I got as far as Twenty-Second Street when a cop car pulled up beside me. “Hopps wants you down at the St. Barris Church. Get in, Chambers.”
I didn’t argue. I couldn’t wait to see what Hopps had found out.
~5~
When I got there, Hopps was standing on the doorstep of this great gothic church. On the columns, it read Established 1879, by Saint Barris. I felt sick to my stomach. My skin was so hot to the point of sizzling. I began to have dry heaves.
“What’s wrong with you?” Hopps cried out. I stumbled away from the Church and fell in a snowbank. He followed, knelt beside me.
“Well, Hopps, it seems I can’t go anywhere near a Church. I get violently sick.” I told him.
He pushed the brim up of his bowler from his eyes and smirked at me. “That puts a damper on your plans.” He pointed to the Church. “Romy Berline, my friend, is a Nun.”
“Okay. I need you to go in there, ask to see her. Tell her I’m hurt. Tell her someone with a feather struck me down.”
Hopps nodded. “Sit tight. One Nun coming up.”
I felt better in a half hour. But it took an hour or more for Hopps to bring Romy Berline out to me. He got twenty feet from me, and a bright light formed between us. I heard Sister Berline scream, then Hopps screamed. I saw his chest being sliced open like a knife through hot butter. Blood spurted out as if a soda bottle had been shook up before opening it. The expression on Hopp’s face is one I will never forget. His mouth was jarred, teeth clenched tight, eyes bulging out. He touched the feather that was thrusting out from his trench coat. He fell in the snow in a pool of red that formed beside his listless body.
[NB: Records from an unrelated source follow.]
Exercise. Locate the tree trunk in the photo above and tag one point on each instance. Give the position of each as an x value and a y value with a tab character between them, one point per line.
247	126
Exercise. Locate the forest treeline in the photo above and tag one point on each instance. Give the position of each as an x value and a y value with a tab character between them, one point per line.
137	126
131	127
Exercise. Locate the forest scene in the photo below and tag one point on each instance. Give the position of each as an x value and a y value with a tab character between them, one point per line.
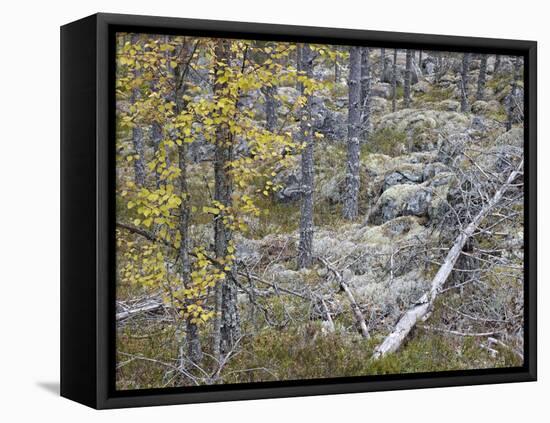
290	211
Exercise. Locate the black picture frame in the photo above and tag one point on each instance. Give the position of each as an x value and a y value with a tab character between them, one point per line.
88	225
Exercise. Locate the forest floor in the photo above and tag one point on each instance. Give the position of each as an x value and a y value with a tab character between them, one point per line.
284	336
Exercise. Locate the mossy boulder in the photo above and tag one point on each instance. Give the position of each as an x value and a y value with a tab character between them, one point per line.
401	200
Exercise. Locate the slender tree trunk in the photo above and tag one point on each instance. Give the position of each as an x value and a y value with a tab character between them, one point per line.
407	83
513	93
156	138
497	64
365	102
269	93
480	95
336	66
464	105
394	81
192	340
350	208
305	248
137	133
226	324
383	65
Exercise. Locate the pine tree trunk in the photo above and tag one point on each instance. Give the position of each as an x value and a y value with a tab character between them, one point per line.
497	64
350	208
513	93
394	81
305	248
269	93
407	83
365	101
192	340
480	95
383	66
464	105
226	325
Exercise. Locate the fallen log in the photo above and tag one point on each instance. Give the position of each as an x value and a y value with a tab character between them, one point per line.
421	309
147	308
353	304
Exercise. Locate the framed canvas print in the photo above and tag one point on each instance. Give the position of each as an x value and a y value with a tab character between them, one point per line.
255	211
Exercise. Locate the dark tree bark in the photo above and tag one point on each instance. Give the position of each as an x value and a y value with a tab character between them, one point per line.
156	138
464	104
350	208
226	325
194	349
137	133
365	102
480	95
497	64
336	66
394	81
305	248
407	82
269	93
383	65
512	97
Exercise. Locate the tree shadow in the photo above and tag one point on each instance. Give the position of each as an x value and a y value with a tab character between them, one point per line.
51	387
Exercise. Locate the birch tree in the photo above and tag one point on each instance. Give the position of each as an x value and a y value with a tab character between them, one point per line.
464	79
365	102
350	208
480	94
407	83
394	81
305	247
512	101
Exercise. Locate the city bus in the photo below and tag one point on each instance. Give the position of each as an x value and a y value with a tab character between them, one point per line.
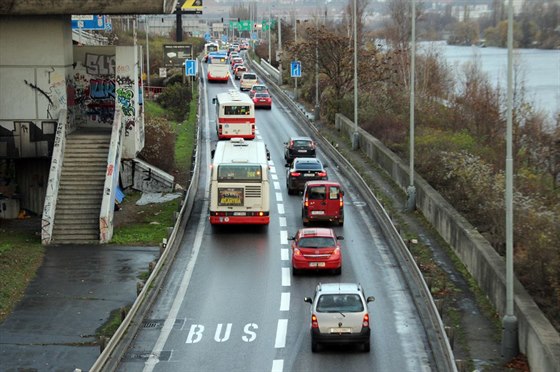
239	186
235	115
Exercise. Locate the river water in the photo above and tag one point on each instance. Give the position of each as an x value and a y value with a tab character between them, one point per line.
539	69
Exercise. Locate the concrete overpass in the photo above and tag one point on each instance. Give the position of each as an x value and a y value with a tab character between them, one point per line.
76	7
50	90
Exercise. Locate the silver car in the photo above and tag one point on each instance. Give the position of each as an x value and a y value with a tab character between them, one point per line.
339	315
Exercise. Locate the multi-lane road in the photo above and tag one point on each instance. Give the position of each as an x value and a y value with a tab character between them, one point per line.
230	303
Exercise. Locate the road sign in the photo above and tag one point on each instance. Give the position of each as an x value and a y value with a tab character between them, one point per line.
190	67
295	69
92	23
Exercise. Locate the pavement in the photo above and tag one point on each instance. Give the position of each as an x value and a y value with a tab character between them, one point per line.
76	289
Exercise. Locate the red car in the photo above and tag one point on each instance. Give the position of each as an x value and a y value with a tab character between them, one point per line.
262	100
316	249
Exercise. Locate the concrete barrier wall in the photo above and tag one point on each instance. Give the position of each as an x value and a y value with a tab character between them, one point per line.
538	339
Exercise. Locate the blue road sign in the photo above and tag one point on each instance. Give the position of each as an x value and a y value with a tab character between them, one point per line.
295	69
190	67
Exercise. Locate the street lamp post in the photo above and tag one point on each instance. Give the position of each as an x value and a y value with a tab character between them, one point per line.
355	135
509	322
411	190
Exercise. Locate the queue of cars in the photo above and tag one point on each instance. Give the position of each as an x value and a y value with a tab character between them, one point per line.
338	312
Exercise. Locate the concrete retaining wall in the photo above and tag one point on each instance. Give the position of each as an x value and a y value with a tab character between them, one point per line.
538	339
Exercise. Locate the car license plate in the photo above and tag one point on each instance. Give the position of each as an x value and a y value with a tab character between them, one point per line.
316	264
341	330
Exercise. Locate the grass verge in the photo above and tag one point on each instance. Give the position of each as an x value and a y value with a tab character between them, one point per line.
21	254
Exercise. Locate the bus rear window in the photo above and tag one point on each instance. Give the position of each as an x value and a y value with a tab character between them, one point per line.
239	173
237	110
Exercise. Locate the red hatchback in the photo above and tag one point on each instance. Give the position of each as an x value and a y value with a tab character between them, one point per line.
316	249
262	100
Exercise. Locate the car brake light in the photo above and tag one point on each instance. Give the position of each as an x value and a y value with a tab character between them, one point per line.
314	322
365	322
I ran to them. The light turned towards me. In an instant, G’nal appeared from a cloud of smoke. There were words from G’nal and a very blond man in a gray suit with a white rose in his lapel. He was standing bare foot in the snow that melted from his touch and green grass began to grow immediately.
“Please,” Sister Berline wept as she tended to Hopps. “I beg of you, end this. No more bloodshed. Please, in the name of our Lord and the Father. Please….”
G’nal and the man in the gray suit were locked in an eye to eye game of standoff. The man smiled, plucked his white rose from his lapel, and handed it to Sister Berline. She graciously accepted it. The man turned from us, wings had sprouted from his back. A bright light consumed him, and he was gone. So was G’nal.
After they came and took Hopps body away, and Ragdale and Hemlock screamed at me. I asked Sister Berline to sit with me at a coffee house. We ordered nothing, nothing was said for the longest time.
“I didn’t intend for this to happen. This…chaos.” She had intense gray-blue eyes. I wondered what she looked like underneath her Nun get-up. “I was in the basement of the Church. I found an old book, began reading something I knew I wasn’t supposed to delve into. Apparently, I called out an ancient creature known as a Messenger. The Greeks and Arabs often wrote of these creatures created by God—not Evil not good to bring messages to us, in many forms. I saw not its true form, but its human form. I …did something. Was doing …something I shouldn’t have done …I fell in love.”
She broke down. Tears streamed down her rosy cheeks. She was touching her belly with her hands, rubbing gently. I reached out, took her hand. There was a jolt through both of our bodies. When I reopened my eyes, the message was gone from my arm we looked at each other. Nodded. I stood and walked out of the coffee house, never to see or hear from Romy Berline again.